Ordinal Inscriptions Crushing Crypto Networks
For the uninitiated, Ordinal Inscriptions are a type of digital asset on the blockchain network. While comparable to NFTs, these started with being engraved onto individual satoshis (SATS), the smallest units of Bitcoin (BTC).
However, they didn’t stay limited to the Bitcoin network. According to a recent Bloomberg report, some cryptocurrency enthusiasts began using the same technique to create NFTs on various blockchains.
This sudden spike in ordinal inscriptions increased the load on blockchain networks, causing problems.
For example, the volume of transactions with inscriptions surged significantly on the Solana network. According to reports, users created over 287,000 new inscriptions daily. This spike resulted in transactions valued at over $1 million.
Avalanche, meanwhile, recorded over $5.6 million in gas costs associated with ordinal inscriptions in a single day. This sudden surge in activity caused several blockchains to experience outages. Among those impacted were Avalanche, Cronos, zkSync, and The Open Network.
Similarly, Arbitrum, a layer two scaling solution for Ethereum, faced an outage thanks to the surge in activity. According to a Dune Analytics dashboard created by Hildobby, over 90% of the activity on the chain was linked to inscriptions.

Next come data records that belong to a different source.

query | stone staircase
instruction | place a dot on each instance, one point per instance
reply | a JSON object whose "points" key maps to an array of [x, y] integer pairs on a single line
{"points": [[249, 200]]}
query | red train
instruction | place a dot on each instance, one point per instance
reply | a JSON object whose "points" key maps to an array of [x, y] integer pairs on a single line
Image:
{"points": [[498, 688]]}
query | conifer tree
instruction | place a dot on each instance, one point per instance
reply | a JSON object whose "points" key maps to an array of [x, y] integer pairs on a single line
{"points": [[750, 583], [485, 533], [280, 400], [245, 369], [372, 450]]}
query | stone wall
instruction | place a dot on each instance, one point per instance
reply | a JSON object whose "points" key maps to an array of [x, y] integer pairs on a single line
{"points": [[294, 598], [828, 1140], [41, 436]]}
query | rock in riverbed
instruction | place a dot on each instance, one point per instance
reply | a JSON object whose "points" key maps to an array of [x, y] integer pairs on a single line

Blockchains look for solutions.
The reason why inscriptions became popular is the fact that they are relatively cheaper than smart contract transactions. This affordability factor has resulted in their use in spamming transaction networks. Many developers began minting and transferring tokens using ordinal inscriptions, although they offer little utility despite consuming significant network resources.
This was why many Bitcoin supporters initially opposed them, arguing that the network should be kept solely for financial transactions.
To face these challenges, blockchain networks are now having to innovate to curtail the surge in traffic. For example, last week, Cronos activated dynamic transaction fees that change with transaction volume to withstand traffic spikes more effectively.
Meanwhile, others have welcomed Ordinal Inscriptions. With the next Bitcoin halving event scheduled for April 2024, miners will see a significant cut in their earnings.
The transaction surge through inscriptions on SATS will help miners get earnings for transaction confirmations. For the smooth functioning of the Bitcoin network, it is essential to keep miners incentivized to continue running nods. Perhaps ordinary inscriptions are the answer, even if it comes at a cost.